APKDock Logo
Bab
Bagikan
Sampul Novel Aku Menikah, Tapi Bukan Untuk Dicintai

Aku Menikah, Tapi Bukan Untuk Dicintai

Demi melunasi utang, Lana bersedia menjalankan misi dari Valerie untuk memikat ayahnya sendiri, Cedric Vellani. Rencana ini dibuat demi menggagalkan pernikahan pria kaya raya tersebut dengan wanita oportunis. Namun, menaklukkan Cedric yang berhati dingin tidaklah mudah. Lana justru terbuai oleh pesona sang target hingga kesepakatan rahasia mereka berubah menjadi cinta terlarang. Kini, di tengah rasa dikhianati yang dirasakan Valerie, Lana terjebak dilema antara uang atau cinta palsu.
Bab
Bagikan

Bab 3

Lana tidak bisa tidur semalaman. Kata-kata Cedric terus terngiang di kepalanya.

"Jika kau mendekatiku dengan motif tersembunyi, aku sarankan kau berhati-hati."

Peringatan itu membuat bulu kuduknya berdiri. Ia tahu sejak awal bahwa Cedric bukan pria biasa. Tapi sekarang, ia menyadari bahwa pria itu jauh lebih berbahaya dari yang ia perkirakan.

Pagi harinya, Valerie datang ke apartemen kecilnya dengan wajah cemas.

"Ada apa?
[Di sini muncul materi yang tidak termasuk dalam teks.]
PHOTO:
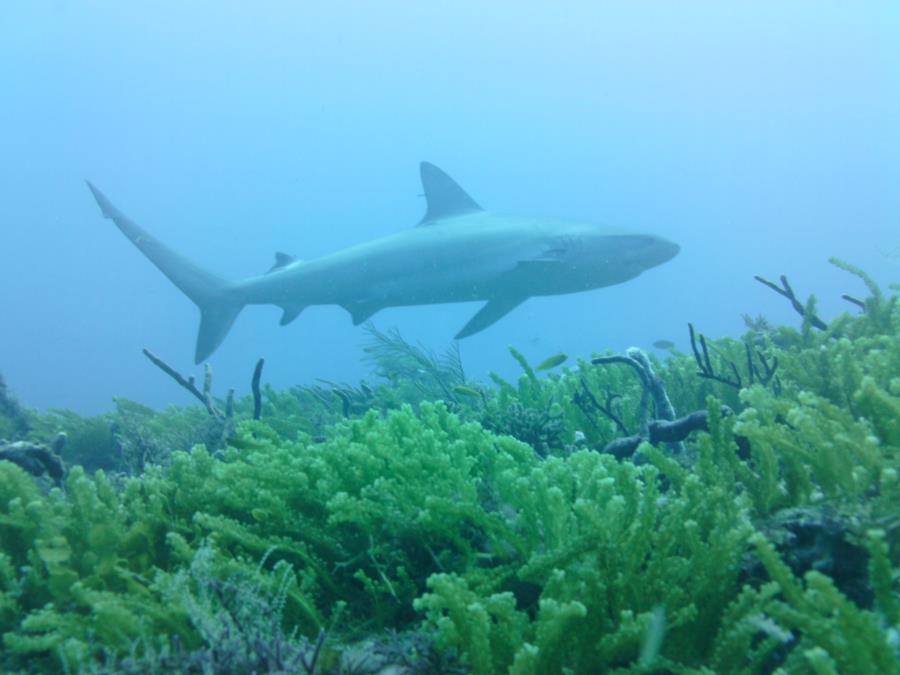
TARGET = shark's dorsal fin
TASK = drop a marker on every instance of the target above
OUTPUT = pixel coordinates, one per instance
(443, 195)
(281, 260)
(494, 310)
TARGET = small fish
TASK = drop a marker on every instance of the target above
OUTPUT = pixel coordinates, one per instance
(463, 390)
(552, 362)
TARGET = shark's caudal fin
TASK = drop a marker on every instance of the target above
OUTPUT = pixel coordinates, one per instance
(218, 307)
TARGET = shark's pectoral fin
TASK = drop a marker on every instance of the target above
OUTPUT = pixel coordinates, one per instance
(361, 311)
(493, 311)
(290, 312)
(281, 260)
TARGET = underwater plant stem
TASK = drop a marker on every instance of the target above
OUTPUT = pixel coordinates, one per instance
(187, 382)
(786, 291)
(254, 386)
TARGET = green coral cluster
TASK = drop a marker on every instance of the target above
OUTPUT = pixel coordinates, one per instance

Kau terdengar kacau tadi malam," kata Valerie seraya duduk di sofa lusuh di sudut ruangan.

Lana menghela napas panjang, lalu menceritakan apa yang terjadi di restoran. Tatapan tajam Cedric, pertanyaan-pertanyaannya yang langsung menohok, dan peringatan yang ia berikan sebelum pergi.

Wajah Valerie mengeras. "Aku tahu Ayah pintar, tapi... dia tidak boleh sampai curiga terlalu jauh."
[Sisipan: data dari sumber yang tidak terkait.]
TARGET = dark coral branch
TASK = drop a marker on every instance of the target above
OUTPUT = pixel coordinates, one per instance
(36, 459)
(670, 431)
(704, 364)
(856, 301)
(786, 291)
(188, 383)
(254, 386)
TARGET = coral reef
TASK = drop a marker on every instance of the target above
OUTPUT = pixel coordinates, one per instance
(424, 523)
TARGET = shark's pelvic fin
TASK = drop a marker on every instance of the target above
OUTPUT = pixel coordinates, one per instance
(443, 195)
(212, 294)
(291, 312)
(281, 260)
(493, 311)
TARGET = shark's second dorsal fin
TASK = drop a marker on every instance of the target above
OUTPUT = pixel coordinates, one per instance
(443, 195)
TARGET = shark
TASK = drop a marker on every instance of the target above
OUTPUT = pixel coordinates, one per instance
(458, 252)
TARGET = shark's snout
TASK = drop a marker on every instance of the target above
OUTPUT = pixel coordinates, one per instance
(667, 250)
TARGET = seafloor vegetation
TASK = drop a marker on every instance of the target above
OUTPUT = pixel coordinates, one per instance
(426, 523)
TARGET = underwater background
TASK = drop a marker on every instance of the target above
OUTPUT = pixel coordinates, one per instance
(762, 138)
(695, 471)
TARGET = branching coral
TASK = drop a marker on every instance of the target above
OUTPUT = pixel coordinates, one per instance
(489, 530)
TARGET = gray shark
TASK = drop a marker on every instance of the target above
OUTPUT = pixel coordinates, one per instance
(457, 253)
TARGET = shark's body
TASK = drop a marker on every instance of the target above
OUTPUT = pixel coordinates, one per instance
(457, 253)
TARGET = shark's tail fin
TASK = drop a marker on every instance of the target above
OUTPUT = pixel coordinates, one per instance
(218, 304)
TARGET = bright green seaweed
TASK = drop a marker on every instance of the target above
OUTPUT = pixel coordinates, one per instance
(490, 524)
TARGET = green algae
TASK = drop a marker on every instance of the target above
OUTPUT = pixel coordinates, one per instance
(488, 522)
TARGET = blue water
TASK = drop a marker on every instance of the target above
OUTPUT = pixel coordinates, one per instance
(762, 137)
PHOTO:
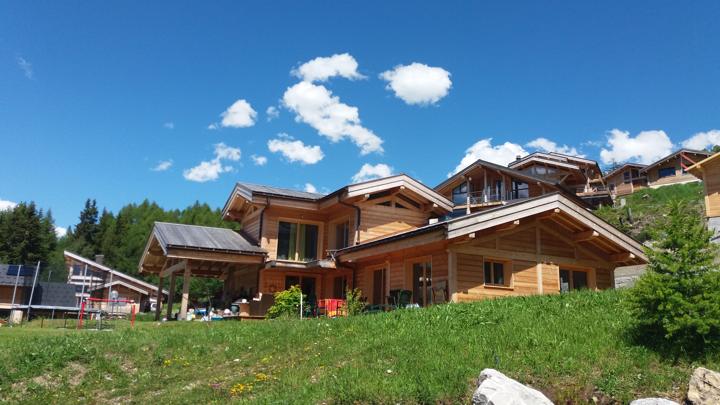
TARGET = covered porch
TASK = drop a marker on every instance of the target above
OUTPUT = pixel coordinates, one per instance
(190, 251)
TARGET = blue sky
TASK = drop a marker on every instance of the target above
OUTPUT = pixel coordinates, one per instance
(94, 96)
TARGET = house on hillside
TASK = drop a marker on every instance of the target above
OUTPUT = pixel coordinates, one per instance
(18, 286)
(91, 278)
(581, 176)
(626, 179)
(708, 170)
(521, 235)
(672, 169)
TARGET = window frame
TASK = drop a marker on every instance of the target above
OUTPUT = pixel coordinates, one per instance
(507, 272)
(320, 235)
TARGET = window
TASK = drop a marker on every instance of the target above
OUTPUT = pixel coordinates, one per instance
(495, 273)
(520, 190)
(342, 235)
(626, 177)
(460, 194)
(666, 172)
(297, 242)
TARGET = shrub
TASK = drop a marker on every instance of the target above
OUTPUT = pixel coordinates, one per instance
(287, 303)
(353, 303)
(678, 298)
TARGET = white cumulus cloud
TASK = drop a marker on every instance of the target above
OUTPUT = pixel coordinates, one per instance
(316, 106)
(418, 83)
(259, 160)
(272, 112)
(60, 231)
(703, 140)
(212, 169)
(296, 150)
(7, 205)
(547, 145)
(370, 172)
(162, 165)
(646, 147)
(502, 154)
(321, 69)
(310, 188)
(238, 115)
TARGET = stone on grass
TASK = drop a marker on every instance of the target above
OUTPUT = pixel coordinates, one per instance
(704, 387)
(653, 401)
(495, 388)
Lana menatap sahabatnya. "Bagaimana kalau dia sudah curiga? Aku merasa seperti tikus yang tertangkap basah di depan seekor singa."

Valerie menggigit bibirnya, berpikir.

"Kita harus buat Ayah percaya bahwa kau bukan ancaman," katanya akhirnya.

Lana menatap Valerie dengan kening berkerut. "Maksudmu?"

Sahabatnya menghela napas panjang sebelum menjelaskan rencananya.

"Kau harus muncul di hadapannya lagi. Tapi kali ini, bukan sebagai seseorang yang ingin mendekatinya. Kau harus jadi seseorang yang tampak... tidak tertarik. Atau bahkan seseorang yang butuh pertolongan."

Lana memutar bola matanya. "Aku memang butuh pertolongan, tapi aku tidak yakin dia peduli."

"Percayalah, Lana. Ayahku punya kelemahan."

Lana menatap Valerie, menunggu penjelasan.

"Dia tidak bisa mengabaikan seseorang yang terlihat rapuh, terutama seorang wanita," kata Valerie.

Lana terdiam. Jika itu benar, maka itu bisa menjadi celah untuk masuk ke dalam kehidupannya.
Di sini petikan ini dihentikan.